Unlike IRAs, which limit tax-deductible contributions to $6,000 per year (in 2019, up from $5,500 in 2018), self-employed plans allow you to save as much as $56,000 of your net self-employment income in 2019 (up from $55,000 in 2018), depending on the type of self-employed plan you adopt.
Contributions to a self-employed plan may be tax deductible up to certain limits. These contributions, along with any gains made on the plan investments, will accumulate tax deferred until you withdraw them.
Withdrawal rules generally mirror those of other qualified retirement plans. Distributions are taxed as ordinary income and may be subject to 10% federal income tax penalty if taken prior to age 59½, unless an exception applies. (Special rules apply to Roth accounts and SIMPLE IRAs.) Self-employed plans can typically be rolled over to another qualified retirement plan or to an IRA. Annual minimum distributions are required after the age of 70½.

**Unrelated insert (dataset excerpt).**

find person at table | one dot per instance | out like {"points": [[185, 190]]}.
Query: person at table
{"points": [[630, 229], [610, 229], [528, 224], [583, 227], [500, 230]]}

You can open a self-employed plan account through banks, brokerage houses, insurance companies, mutual fund companies, and credit unions. Although the federal government sets no minimum opening balance, most institutions set their own, usually between $250 and $1,000.
The deadlines for setting up a self-employed plan and for making contributions vary by plan type.
Each tax year, you may be required to fill out Form 5500, depending on the type of plan you choose. You may need the assistance of an accountant or tax advisor, incurring extra costs.
If you earn self-employment income, a self-employed plan could be a valuable addition to your retirement strategy. And the potential payoff — a comfortable retirement — may far outweigh any extra costs or paperwork.